Por eso, para que ninguna madre se rindiera pronto ni dependiera de esa forma de aquella mujer, escondían leche condensada y harina lacteada para las emergencias. En los últimos tiempos, se había dejado llevar por Paz y Emilia, la mujer embarazada que la había ayudado a parir y que ahora tenía a su propio bebé, su tercer hijo, muy enfermo. Los otros dos estaban con sus suegros en el pueblo, pasando estrecheces, como todos. Al padre de sus hijos le habían fusilado. Había estado en Porlier. Emilia era ahora quien necesitaba la leche y la harina.
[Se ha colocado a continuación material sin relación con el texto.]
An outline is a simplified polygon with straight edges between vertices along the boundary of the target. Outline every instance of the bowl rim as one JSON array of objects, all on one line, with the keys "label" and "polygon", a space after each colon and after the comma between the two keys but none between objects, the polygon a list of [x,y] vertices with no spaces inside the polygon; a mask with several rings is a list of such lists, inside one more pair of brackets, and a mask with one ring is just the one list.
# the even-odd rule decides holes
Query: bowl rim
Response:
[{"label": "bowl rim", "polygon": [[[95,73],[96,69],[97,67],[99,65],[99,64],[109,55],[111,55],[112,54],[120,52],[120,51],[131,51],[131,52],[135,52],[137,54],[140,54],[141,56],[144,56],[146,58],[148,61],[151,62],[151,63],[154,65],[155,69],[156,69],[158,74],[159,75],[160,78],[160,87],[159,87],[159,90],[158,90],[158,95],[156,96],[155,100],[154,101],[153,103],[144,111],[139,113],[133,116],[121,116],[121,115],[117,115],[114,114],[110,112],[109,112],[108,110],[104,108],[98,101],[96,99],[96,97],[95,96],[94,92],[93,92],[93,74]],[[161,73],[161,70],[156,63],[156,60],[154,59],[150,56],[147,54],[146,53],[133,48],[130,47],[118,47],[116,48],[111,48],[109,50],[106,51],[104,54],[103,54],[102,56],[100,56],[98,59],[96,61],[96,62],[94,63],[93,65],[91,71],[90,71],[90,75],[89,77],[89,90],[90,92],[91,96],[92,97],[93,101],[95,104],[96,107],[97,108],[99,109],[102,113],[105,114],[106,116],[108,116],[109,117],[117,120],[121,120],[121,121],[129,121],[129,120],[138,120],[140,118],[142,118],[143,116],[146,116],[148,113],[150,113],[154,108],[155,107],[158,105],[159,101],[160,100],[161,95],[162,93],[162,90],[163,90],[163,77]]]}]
Por consejo de ambas, Jimena había accedido a simultanear a Luisito el pecho con la leche condensada y otras veces con la harina. Pero sabía que su criatura tenía que empezar a comer cosas más sólidas: la repugnante papilla que daban —negra, hecha de algarrobas, decían las presas— y que la mitad de las criaturas vomitaba.
Esos lujos habían estado a su alcance gracias a los trapicheos que Angelita mantenía con su cuñado Ramón. Sin embargo, seguía sin recibir ninguna carta. Jimena no lo entendía, hasta que un día una veterana del partido le dio la clave.
—No se comunicará contigo porque teme que estés vigilada. De hecho, lo estás, Jimena. No hay más que ver la atención que te presta la Topete.
Efectivamente, así era. Lo sentía como una espada que pendía sobre su cabeza cada día, pero estaba consiguiendo que su hijo saliera adelante.
Ahora, la vida les iba a cambiar a todas. Iban a un lugar especial para madres e hijos. A las orillas de un río, donde se oiría el arrullo del agua, habría patios, cunas, ropa limpia, comida y estarían lejos de las enfermedades de aquel maldito lugar. Jimena entornó los ojos mientras doblaba el par de jerseicitos y de patucos que las compañeras de la abuela Canuta habían confeccionado para Luis Masa Bartolomé. Porque así se llamaba su hijo, por más que doña Elvira Pérez de Santos quisiera borrarlo del mapa. Y así estaba inscrito en los nacimientos de la prisión. De eso se habían encargado Angelines Vázquez y Paz.
El 17 de septiembre de 1940, un tropel de mujeres con sus petates y sus hijos en brazos o de la mano bajaron de los camiones a la puerta del chalé de la Carrera de San Isidro.